同僚の石川康宏教授(経済理論)との共著『若者よ、マルクスを読もう』(かもがわ出版)を6月に出した。『共産党宣言』『経済学・哲学草稿』などマルクス青年期の著作を往復書簡の形で解説。今後も『資本論』など続編を発表していくという。
「座標軸をなくした日本社会には、一本筋の通った左翼の存在が必要だと思う。今の若者は左翼アレルギーが強いが、ブルジョアジー出身のマルクスが弱者への友愛から連帯の思想を紡いでいったように、本来の左翼的知性とは熱くて柔軟なものだ」
とはいえ、礼賛だけの本ではない。「マルクスにどっぷりつかってきた」という石川教授と、違いを認め合いつつ進める対話は、左翼につきものだった党派対立をこえる実践の書としても読める。
マルクスを呼び戻そうとする思潮は欧州でも目を引く。
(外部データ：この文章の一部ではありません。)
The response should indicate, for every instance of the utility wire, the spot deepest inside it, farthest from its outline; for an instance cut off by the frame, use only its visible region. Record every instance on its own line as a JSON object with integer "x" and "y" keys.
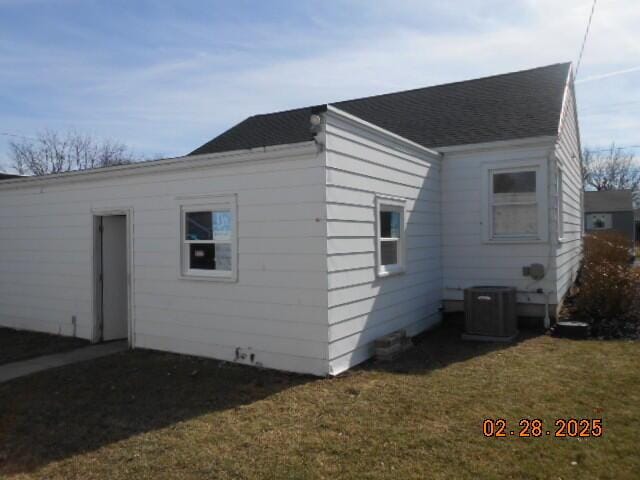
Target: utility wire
{"x": 586, "y": 35}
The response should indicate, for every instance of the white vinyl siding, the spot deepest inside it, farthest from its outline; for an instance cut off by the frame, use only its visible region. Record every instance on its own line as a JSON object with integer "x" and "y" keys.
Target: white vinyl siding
{"x": 470, "y": 256}
{"x": 567, "y": 152}
{"x": 277, "y": 308}
{"x": 362, "y": 168}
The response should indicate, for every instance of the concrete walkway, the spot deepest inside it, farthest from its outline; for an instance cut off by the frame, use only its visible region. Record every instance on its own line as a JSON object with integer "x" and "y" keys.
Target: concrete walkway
{"x": 9, "y": 371}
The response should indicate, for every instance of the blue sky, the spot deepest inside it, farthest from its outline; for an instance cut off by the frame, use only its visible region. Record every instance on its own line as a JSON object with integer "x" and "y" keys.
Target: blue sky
{"x": 166, "y": 76}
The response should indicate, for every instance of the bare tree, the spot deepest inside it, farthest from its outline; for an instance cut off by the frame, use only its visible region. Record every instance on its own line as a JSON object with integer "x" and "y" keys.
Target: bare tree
{"x": 610, "y": 169}
{"x": 51, "y": 152}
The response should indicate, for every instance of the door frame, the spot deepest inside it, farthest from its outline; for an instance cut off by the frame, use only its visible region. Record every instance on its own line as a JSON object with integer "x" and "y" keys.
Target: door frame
{"x": 96, "y": 293}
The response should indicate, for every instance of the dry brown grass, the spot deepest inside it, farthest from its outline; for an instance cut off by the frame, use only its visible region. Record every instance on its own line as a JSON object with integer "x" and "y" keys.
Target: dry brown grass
{"x": 151, "y": 415}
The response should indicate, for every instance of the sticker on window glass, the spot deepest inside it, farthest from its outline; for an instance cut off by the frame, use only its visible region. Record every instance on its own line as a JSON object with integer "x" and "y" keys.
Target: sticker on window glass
{"x": 221, "y": 226}
{"x": 198, "y": 226}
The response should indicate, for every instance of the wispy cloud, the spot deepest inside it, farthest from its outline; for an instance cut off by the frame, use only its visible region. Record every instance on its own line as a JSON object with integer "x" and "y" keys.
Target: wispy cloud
{"x": 602, "y": 76}
{"x": 165, "y": 79}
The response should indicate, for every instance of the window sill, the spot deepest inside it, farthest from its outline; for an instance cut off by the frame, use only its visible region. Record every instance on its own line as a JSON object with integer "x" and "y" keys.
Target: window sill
{"x": 209, "y": 278}
{"x": 390, "y": 272}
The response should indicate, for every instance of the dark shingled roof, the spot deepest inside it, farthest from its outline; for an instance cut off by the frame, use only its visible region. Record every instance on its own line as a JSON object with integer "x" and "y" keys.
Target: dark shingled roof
{"x": 502, "y": 107}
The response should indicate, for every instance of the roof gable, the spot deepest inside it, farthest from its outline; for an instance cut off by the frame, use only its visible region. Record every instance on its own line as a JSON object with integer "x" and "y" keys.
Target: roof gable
{"x": 502, "y": 107}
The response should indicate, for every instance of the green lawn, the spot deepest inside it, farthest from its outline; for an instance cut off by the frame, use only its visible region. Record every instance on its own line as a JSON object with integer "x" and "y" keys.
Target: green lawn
{"x": 16, "y": 345}
{"x": 150, "y": 415}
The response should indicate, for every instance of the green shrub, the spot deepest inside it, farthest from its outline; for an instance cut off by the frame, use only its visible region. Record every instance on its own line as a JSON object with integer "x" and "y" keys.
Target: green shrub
{"x": 607, "y": 247}
{"x": 609, "y": 288}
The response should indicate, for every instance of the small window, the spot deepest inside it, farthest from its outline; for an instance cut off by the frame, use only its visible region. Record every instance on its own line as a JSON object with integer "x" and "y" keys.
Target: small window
{"x": 390, "y": 236}
{"x": 514, "y": 205}
{"x": 208, "y": 240}
{"x": 599, "y": 221}
{"x": 560, "y": 204}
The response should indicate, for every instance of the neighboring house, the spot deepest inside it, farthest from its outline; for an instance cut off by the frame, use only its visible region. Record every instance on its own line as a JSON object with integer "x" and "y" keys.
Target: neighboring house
{"x": 295, "y": 239}
{"x": 610, "y": 210}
近著『ポストモダンの共産主義』(ちくま新書)が話題を集めるスロベニア生まれの思想家ジジェクは、現代社会は環境破壊や遺伝子工学による倫理破壊などによって「世界の終わり」に達していると警告。それはマルクスの指摘した「実質なき主体性」に帰すものだとみる。
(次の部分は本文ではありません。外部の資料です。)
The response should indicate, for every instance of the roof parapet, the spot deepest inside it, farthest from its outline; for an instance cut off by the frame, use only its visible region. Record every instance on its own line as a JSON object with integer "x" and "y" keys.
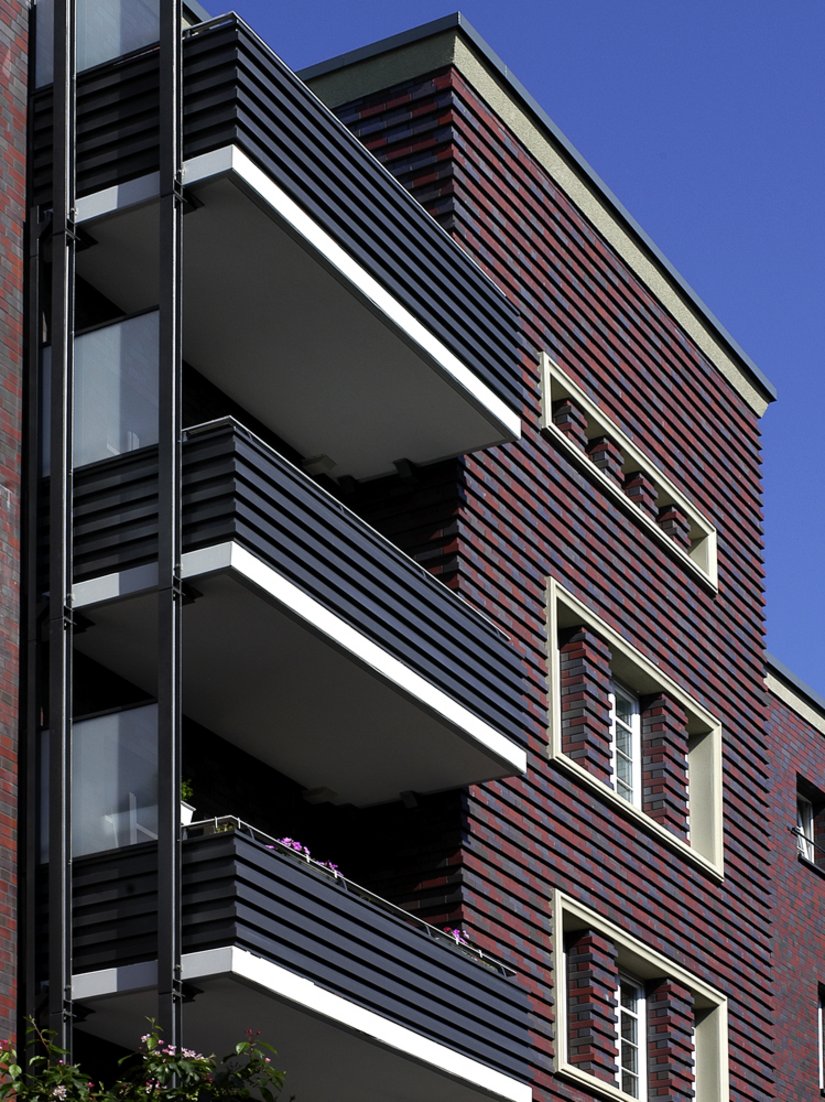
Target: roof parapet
{"x": 454, "y": 41}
6月に新訳『共産党宣言』(作品社)を発表した的場昭弘・神奈川大教授(経済思想)も確信を込めて言う。「千年、二千年単位で構想されたマルクスの世界観にとって、ソ連・東欧の失敗は序曲にすぎない。共産主義を求める波は今後も繰り返し訪れる」
新訳は、一文ごとの詳細な解説を含んだ付録資料が400ページに及ぶ。マルクスの著作は実はきちんと読まれてこなかった、と的場教授は考えるからだ。たとえばブルジョアジーが競争と自由をもたらしたことを評価した点。疎外された労働も一方で人々をつなぐ喜びの源だとした点。「マルクスの魅力は、矛盾をはらんだ二重性の豊かさにあるのです」
「豊かさ」は、6月に『経済学・哲学草稿』の新訳を光文社古典新訳文庫から発表した哲学者、長谷川宏さんが力を込める点でもある。学生運動のあと40年間、私塾で子どもたちに教えるかたわら研究を続けてきた。主著『資本論』よりも、『経済学・哲学草稿』が問題提起する人間と自然、社会との信頼関係のほうが、きわめて今日的なテーマとして身に迫ってきているという。
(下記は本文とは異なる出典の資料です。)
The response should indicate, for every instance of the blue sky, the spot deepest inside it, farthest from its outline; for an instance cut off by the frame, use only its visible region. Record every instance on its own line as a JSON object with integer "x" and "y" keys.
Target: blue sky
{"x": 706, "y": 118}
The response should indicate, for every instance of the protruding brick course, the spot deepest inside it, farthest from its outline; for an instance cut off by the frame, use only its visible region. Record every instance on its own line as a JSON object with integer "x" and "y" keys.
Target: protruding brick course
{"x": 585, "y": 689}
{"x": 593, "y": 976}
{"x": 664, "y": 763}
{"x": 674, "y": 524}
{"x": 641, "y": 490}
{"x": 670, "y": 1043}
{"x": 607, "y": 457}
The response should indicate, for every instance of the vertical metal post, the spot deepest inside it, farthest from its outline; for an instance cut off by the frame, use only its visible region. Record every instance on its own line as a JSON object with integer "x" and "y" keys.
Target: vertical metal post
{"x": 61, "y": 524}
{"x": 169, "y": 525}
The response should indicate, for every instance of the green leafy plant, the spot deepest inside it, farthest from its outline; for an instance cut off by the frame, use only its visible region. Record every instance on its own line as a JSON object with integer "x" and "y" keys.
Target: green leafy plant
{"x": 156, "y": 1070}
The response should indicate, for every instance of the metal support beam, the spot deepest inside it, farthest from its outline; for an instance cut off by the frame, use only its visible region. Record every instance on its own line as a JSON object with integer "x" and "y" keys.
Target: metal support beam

「政治解決できる問題など実際には少ない世の中で、一人ひとりがどう生きたらいいのか? マルクスが、人が地べたで生きていること自体に可能性と希望を見た意味は、深いと思う」
〇思想見極め選ぶ時代に
左翼政党の後退は著しい。なのにマルクスが読み直される状況について、近く現代書館から『労働者の味方マルクス』(仮題)を出す橋爪大三郎・東工大教授(社会学)は「アナーキーでクレージーな思想家も安全に受け入れられる時代になった」と話す。
「政権交代が起きたのが象徴的だが、労働者が革命を起こす前提が日本では完全に消滅した。マルクスも、社会改善のヒントを提供する一人になったということだ」
橋爪教授は、それをある意味での「進歩」と呼ぶ。思想の側に無理やり人々があわせるのではなく、信頼と納得ができる思想かどうかを人々が見極め選ぶ時代がやってきたというのだ。